Calibrating Your Pipettes

What is Calibration of Pipettes?

Calibration of pipettes, officially means determining the difference between the dispensed volume and the selected volume. Adjustment means altering the pipette so that the dispensed volume is within certain specifications. 

During factory calibration, performance is checked with different weighings at both the maximum volumes of the range and at the minimum or 10% of the maximum volume, whichever is higher. 

When you purchase a Pipette, you should choose one that is designed to permit recalibration and adjustment for different temperatures and various viscous liquids.

Calibration of Pipettes in a Quality System

The main objective of pipette calibration in a quality system is to ensure that measurements are made with the intended accuracy. Very often error limits are taken from the manufacturer’s specifications, while far less accuracy is required to perform the work. 

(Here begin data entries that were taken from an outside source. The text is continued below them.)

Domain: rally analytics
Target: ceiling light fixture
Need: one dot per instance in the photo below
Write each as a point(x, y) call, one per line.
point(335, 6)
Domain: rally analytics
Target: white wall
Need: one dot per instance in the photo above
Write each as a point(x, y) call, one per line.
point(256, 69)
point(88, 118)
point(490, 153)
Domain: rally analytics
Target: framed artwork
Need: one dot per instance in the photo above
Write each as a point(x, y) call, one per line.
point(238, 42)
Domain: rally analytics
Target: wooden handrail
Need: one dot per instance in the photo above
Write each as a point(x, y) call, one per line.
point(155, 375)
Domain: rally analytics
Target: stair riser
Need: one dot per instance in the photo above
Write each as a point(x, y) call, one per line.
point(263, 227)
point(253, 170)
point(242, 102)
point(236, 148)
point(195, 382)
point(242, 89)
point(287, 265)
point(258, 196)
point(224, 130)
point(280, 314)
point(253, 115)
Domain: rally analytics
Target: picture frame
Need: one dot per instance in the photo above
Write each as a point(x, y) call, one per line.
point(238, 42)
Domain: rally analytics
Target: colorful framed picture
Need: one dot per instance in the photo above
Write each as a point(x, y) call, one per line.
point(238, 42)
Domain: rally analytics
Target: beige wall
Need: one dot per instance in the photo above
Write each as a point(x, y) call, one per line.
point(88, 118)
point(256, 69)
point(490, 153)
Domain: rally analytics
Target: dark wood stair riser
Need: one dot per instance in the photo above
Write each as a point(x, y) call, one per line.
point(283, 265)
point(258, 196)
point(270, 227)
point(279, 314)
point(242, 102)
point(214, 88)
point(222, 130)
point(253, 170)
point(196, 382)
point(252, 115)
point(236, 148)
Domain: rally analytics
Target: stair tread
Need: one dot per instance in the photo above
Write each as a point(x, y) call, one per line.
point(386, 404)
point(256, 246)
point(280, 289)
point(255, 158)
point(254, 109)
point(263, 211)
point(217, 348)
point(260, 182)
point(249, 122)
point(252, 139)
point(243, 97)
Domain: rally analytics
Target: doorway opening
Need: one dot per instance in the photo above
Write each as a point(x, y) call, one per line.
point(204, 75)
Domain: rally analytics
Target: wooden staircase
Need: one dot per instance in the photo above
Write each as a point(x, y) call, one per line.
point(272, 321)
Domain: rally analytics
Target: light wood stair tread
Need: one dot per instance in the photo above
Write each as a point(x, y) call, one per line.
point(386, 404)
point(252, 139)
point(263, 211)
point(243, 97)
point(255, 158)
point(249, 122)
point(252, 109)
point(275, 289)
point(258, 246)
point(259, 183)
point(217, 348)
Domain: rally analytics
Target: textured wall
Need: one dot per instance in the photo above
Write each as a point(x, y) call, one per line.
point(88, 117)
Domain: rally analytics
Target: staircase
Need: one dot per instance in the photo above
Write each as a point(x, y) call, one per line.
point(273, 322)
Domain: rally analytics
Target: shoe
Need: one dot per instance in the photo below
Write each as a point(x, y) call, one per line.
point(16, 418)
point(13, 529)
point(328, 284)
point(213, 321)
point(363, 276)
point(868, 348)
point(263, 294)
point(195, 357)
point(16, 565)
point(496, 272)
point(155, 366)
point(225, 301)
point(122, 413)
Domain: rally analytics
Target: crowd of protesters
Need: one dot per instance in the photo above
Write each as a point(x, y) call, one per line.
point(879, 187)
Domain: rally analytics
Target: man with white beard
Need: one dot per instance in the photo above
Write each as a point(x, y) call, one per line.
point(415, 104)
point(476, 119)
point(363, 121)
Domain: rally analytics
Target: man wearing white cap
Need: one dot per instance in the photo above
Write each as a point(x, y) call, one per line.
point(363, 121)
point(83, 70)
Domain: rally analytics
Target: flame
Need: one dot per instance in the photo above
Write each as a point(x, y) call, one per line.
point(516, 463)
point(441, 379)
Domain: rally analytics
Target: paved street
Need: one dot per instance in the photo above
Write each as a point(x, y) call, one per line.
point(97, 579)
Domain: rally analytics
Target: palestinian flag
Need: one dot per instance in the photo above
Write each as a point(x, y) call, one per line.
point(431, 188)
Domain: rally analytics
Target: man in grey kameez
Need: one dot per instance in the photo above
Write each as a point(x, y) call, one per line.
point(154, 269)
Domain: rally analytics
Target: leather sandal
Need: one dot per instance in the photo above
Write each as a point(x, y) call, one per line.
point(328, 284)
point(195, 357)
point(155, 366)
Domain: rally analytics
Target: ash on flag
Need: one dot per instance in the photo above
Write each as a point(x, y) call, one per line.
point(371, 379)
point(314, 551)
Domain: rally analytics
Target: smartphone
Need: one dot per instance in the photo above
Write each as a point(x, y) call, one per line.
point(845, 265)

If these limits are not easily obtained, or vary, another option is to set the limits according to accepted standards (DIN 12650 or ISO 8655). However, if the laboratory work requires the highest accuracy, the manufacturer’s limits should be used. 

Basically every user should define their own limits, according to the application used and the ambient conditions.

GENERAL LIQUID HANDLING QUESTIONS

What is the difference between air displacement and positive displacement pipettes?

Both types of pipettes have a piston that moves in a cylinder, or capillary.

In air displacement pipettes, a specified volume of air remains between the piston and the liquid. In positive displacement pipettes, the piston is in direct contact with the liquid. This keeps air from entering the tip, preventing contamination effectively.

Air displacement pipettes are meant for general use with aqueous solutions. Positive displacement pipettes are used for high viscosity and volatile liquids.

How can I pipette viscous liquids?

You can do so using an air displacement pipette with standard or wide orifice tip (reverse pipetting, slowly). An alternative to this is to use a positive displacement system.

How can I prevent liquid dropping out of the tip when pipetting volatile compounds?

If you use air displacement pipettes, aspirate and dispense the liquid a few times keeping the tip in the liquid. By doing so, the air inside the pipette will be saturated with vapor of the volatile compound. It is recommend using positive displacement pipettes for highly volatile compounds, since the built-in piston tip is in direct contact with the liquid.

How accurately can I pipette warm or cold liquids.

The pipettes are calibrated by weighing distilled or de-ionized water of 20 - 25C. With warm liquids, you will get a smaller mass with a certain volume, with cold liquids, you will get a higher mass.